Phylogenetic footprinting and comparative analysis of related cis-regulatory modules reveals structural constraints on enhancer evolution and function. Thomas Brody1, Alexander Kuzin1, Mukta Kundu1, Jermaine Ross1, Amar Yavatkar2, Ward F. Odenwald1. 1) Neural Cell-Fate Determinants Section; 2) Information Technology Program, NINDS/NIH, Bethesda, MD.

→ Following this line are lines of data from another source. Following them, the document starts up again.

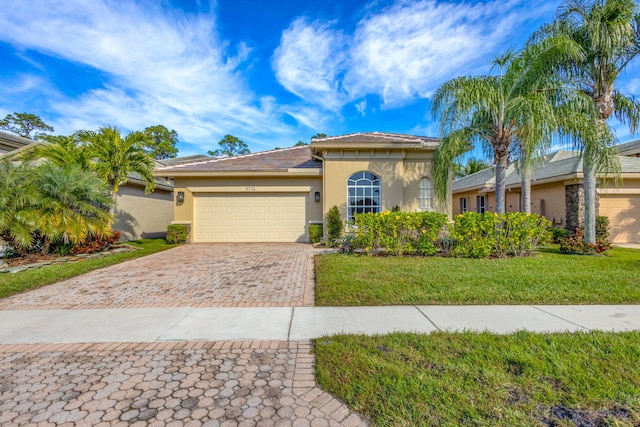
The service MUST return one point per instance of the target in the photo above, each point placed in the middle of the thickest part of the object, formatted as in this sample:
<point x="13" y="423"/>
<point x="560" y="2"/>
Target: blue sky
<point x="270" y="73"/>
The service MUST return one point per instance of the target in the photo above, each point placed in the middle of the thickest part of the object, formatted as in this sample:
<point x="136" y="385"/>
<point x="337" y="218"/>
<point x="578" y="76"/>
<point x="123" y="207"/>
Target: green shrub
<point x="177" y="234"/>
<point x="603" y="226"/>
<point x="559" y="234"/>
<point x="476" y="235"/>
<point x="399" y="232"/>
<point x="315" y="233"/>
<point x="334" y="224"/>
<point x="94" y="243"/>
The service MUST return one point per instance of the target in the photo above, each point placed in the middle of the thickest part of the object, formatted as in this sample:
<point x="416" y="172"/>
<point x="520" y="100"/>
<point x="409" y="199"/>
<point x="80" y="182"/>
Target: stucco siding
<point x="140" y="215"/>
<point x="400" y="177"/>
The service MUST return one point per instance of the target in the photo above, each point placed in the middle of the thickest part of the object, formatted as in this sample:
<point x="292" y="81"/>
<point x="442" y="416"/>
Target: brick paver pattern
<point x="196" y="275"/>
<point x="173" y="384"/>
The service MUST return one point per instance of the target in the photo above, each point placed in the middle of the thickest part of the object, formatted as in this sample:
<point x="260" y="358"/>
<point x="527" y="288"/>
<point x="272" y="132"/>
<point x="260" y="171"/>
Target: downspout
<point x="324" y="198"/>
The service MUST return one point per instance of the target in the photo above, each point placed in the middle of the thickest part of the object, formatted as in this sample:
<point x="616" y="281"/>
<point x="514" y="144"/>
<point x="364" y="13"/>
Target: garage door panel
<point x="623" y="211"/>
<point x="262" y="217"/>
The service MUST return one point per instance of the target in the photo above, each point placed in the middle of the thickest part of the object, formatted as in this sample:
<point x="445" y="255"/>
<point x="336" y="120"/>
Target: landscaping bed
<point x="583" y="379"/>
<point x="546" y="278"/>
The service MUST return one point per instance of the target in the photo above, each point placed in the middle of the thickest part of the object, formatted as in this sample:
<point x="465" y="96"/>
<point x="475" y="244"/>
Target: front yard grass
<point x="11" y="284"/>
<point x="548" y="278"/>
<point x="481" y="379"/>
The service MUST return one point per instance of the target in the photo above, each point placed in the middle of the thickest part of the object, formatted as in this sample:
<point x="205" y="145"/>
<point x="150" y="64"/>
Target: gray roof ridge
<point x="222" y="159"/>
<point x="377" y="133"/>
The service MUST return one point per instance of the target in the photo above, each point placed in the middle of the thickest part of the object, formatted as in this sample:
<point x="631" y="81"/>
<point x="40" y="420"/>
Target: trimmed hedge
<point x="476" y="235"/>
<point x="472" y="235"/>
<point x="399" y="233"/>
<point x="315" y="233"/>
<point x="177" y="234"/>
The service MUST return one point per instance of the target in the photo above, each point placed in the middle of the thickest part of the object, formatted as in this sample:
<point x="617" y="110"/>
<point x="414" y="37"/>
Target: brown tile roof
<point x="378" y="137"/>
<point x="274" y="160"/>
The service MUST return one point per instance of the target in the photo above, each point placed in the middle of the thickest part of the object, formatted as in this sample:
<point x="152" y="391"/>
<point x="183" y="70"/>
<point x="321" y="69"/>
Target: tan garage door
<point x="265" y="217"/>
<point x="623" y="211"/>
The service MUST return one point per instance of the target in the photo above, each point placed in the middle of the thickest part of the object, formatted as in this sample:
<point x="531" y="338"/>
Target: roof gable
<point x="274" y="160"/>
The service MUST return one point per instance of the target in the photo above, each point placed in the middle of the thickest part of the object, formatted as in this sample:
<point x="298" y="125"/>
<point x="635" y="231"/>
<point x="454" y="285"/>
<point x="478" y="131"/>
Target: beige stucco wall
<point x="142" y="215"/>
<point x="621" y="204"/>
<point x="551" y="197"/>
<point x="184" y="213"/>
<point x="400" y="174"/>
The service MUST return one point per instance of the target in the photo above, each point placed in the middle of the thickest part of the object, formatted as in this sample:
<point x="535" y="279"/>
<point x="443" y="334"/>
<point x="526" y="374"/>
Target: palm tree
<point x="517" y="107"/>
<point x="61" y="150"/>
<point x="607" y="32"/>
<point x="116" y="157"/>
<point x="73" y="204"/>
<point x="472" y="166"/>
<point x="18" y="197"/>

   We have developed web-accessible alignment algorithms and a genome-wide database of Drosophila conserved sequence clusters to explore the structural and functional constraints on the regulatory genome. Analysis using the comparative genomics tool EvoPrinter reveals 1) that enhancers consist of clusters of conserved sequence blocks (CSBs); 2) flexibility of non-conserved inter-clustal sequences can be used to define functional limits of enhancers; 3) CSBs are often organized into tightly associated groupings referred to as super-blocks, multiple CSBs connected via invariant spacing length, and 4) insertions between CSBs can be used to resolve semi-autonomous sub-modules. The alignment tool cis-Decoder reveals three aspects of enhancer structure: 1) conserved clusters contain overlapping repeat motifs, suggesting that cooperative interactions among multiple factors are required for enhancer activity; 2) most developmental enhancers contain multiple binding sites for a signature factor(s) that functionally defines their cis-regulatory behavior, and 3) coordinately regulated enhancers can often be identified based on their shared conserved elements present in the same proportionate balance. Functional tests reveal 1) that dynamic gene expression is carried out by multiple sub-pattern enhancers that drive expression in overlapping, non-identical subsets of cells; 2) many enhancers are multipurpose, functioning in embryos, larvae and/or adults; in evolutionary terms, it might be easier to incorporate novel functions into pre-existing enhancers than to create enhancers anew, and 3) most conserved sequence clusters function as cis-regulatory modules, suggesting that the multiplicity of enhancers, on the order of 70,000 in the entire genome, represents an added dimension to the regulatory complexity required for organism development. These studies highlight the advantages of using evolutionary conservation as a guide to the analysis of cis-regulatory sequences.